Consistent with a prior longitudinal study (13), better cognitive scores were associated with more remote COVID-19 diagnoses in the current study. Hence, the normal cognitive performance in participants with PASC might also result from normalization of prior deficits. Motor abilities showed a similar trend. However, similar to another convalescent COVID-19 sample (14), emotional health scores remained poor with time. Together, these results suggest a longer-lasting clinical impact on emotional health than cognition and motor function and necessitate further investigation. For example, evaluation of neurometabolite concentrations using magnetic resonance spectroscopy may determine whether the persistent psychiatric symptoms may be related to neuronal injury due to oxidative stress, and/or neuroinflammation.

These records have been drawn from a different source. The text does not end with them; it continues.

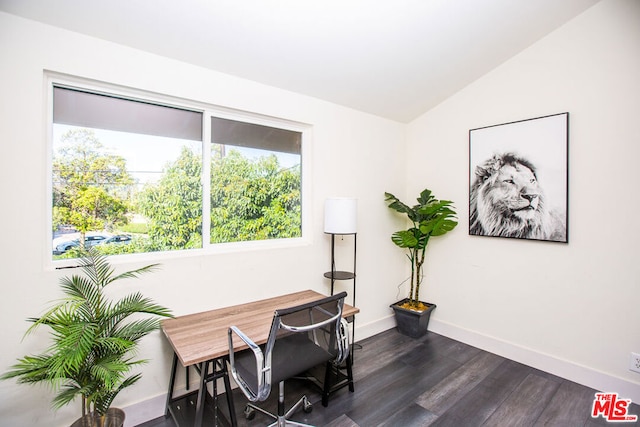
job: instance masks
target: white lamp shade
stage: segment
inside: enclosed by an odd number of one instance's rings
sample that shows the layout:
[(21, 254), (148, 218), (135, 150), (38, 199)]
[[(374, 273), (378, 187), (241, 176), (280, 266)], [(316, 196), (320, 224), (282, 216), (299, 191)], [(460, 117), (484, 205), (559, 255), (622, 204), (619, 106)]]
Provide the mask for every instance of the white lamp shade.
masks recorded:
[(335, 197), (324, 202), (324, 232), (355, 234), (358, 218), (358, 200)]

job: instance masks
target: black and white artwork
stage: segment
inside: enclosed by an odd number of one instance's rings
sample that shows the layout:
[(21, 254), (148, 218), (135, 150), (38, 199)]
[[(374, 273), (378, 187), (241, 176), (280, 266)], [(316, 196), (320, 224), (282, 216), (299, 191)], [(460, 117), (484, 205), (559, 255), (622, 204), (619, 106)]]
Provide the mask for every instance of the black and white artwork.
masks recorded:
[(469, 131), (469, 234), (568, 242), (569, 113)]

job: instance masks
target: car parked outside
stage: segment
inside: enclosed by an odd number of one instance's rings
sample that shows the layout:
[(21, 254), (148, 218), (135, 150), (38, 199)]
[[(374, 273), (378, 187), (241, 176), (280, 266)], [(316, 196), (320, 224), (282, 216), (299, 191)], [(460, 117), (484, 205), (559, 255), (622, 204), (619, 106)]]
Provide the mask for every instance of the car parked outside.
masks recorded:
[(111, 236), (108, 237), (104, 240), (99, 241), (98, 243), (96, 243), (97, 245), (108, 245), (110, 243), (130, 243), (131, 242), (131, 236), (128, 236), (126, 234), (118, 234), (116, 236)]
[[(85, 249), (88, 249), (92, 246), (99, 244), (103, 240), (107, 240), (110, 237), (112, 236), (109, 234), (87, 233), (87, 235), (84, 238), (84, 247)], [(63, 240), (54, 246), (53, 253), (54, 255), (61, 255), (67, 252), (68, 250), (77, 248), (79, 246), (80, 246), (79, 237), (75, 239), (70, 239), (70, 240)]]

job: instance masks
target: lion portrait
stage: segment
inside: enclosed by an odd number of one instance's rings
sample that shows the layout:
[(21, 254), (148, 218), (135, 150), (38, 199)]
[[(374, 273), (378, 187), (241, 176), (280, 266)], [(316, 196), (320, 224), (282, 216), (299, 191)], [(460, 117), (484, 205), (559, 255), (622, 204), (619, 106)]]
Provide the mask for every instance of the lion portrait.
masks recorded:
[(551, 211), (536, 168), (513, 153), (475, 169), (469, 190), (469, 234), (566, 241), (565, 221)]

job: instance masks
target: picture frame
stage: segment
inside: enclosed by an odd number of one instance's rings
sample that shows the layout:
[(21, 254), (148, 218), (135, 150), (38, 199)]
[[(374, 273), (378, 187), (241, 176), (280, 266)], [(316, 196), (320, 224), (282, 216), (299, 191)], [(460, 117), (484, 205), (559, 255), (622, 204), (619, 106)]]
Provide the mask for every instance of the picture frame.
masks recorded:
[(469, 235), (569, 242), (569, 113), (469, 130)]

This study is limited by its cross-sectional design, and small subsample of hospitalized PASC participants. Furthermore, there exists the possibility of selection bias for the PASC group to include those with more severe symptoms. Knowledge of the PASC diagnosis may have also influenced the subjective reporting. Future studies should include a larger sample size, COVID-19 survivors with and without PASC, and longitudinal follow-up of the COVID-19 participants.

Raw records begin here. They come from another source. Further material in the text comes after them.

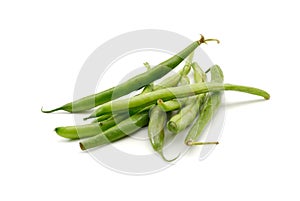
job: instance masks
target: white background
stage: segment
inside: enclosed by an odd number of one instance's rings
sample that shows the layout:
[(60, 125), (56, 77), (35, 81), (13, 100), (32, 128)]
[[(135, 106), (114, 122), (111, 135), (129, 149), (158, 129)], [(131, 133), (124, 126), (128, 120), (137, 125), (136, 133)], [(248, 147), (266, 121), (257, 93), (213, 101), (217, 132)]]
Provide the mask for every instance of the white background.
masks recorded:
[[(108, 3), (109, 2), (109, 3)], [(1, 1), (1, 200), (299, 200), (300, 31), (297, 1)], [(72, 99), (86, 58), (119, 34), (165, 29), (203, 47), (226, 82), (271, 100), (227, 93), (221, 144), (153, 175), (108, 170), (52, 131), (72, 123), (42, 105)], [(51, 105), (50, 105), (51, 104)]]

In summary, approximately 7 months after COVID-19, participants showed persistent abnormalities on emotional/physical health, endurance, locomotion, and dexterity, but relatively normal cognitive performance. Lower endurance appeared worse in the elderly with PASC. Although cognitive and motor abilities may improve with time, the long-lasting emotional and psychiatric symptoms necessitate that mental health treatments be prioritized. Lastly, given our novel findings of motor deficits, clinical examinations of COVID-19 survivors should include evaluation of locomotion and dexterity.

Supplementary Material

Supplementary Material

Acknowledgments

We thank our research participants for their participation and Drs. Muhammad Saleh and Camila Teixeira for their assistance in some of the data collection.

Funding:

This work was supported by a grant from the National Institute of Neurological Disorders and Stroke (1R21NS121615-01)

Conflicts of Interest:

Shyamasundaran Kottilil is a member of the Scientific Advisory Board at Merck, Regeneron, Silverback therapeutics, and Zhuhai Yufan Biotechnologies and The Liver Company, and has received grants paid to the institution from Gilead Sciences and Arbutus Pharmaceuticals. All other authors declare no conflict of interest.

Footnotes

Informed consent: Informed consent was obtained from all individuals included in this study.

Ethical approval: Research involving human subjects complied with all relevant national regulations, institutional policies and is in accordance with the tenets of the Helsinki Declaration (as revised in 2013), and has been approved by the authors’ Institutional Review Board (University of Maryland, Baltimore).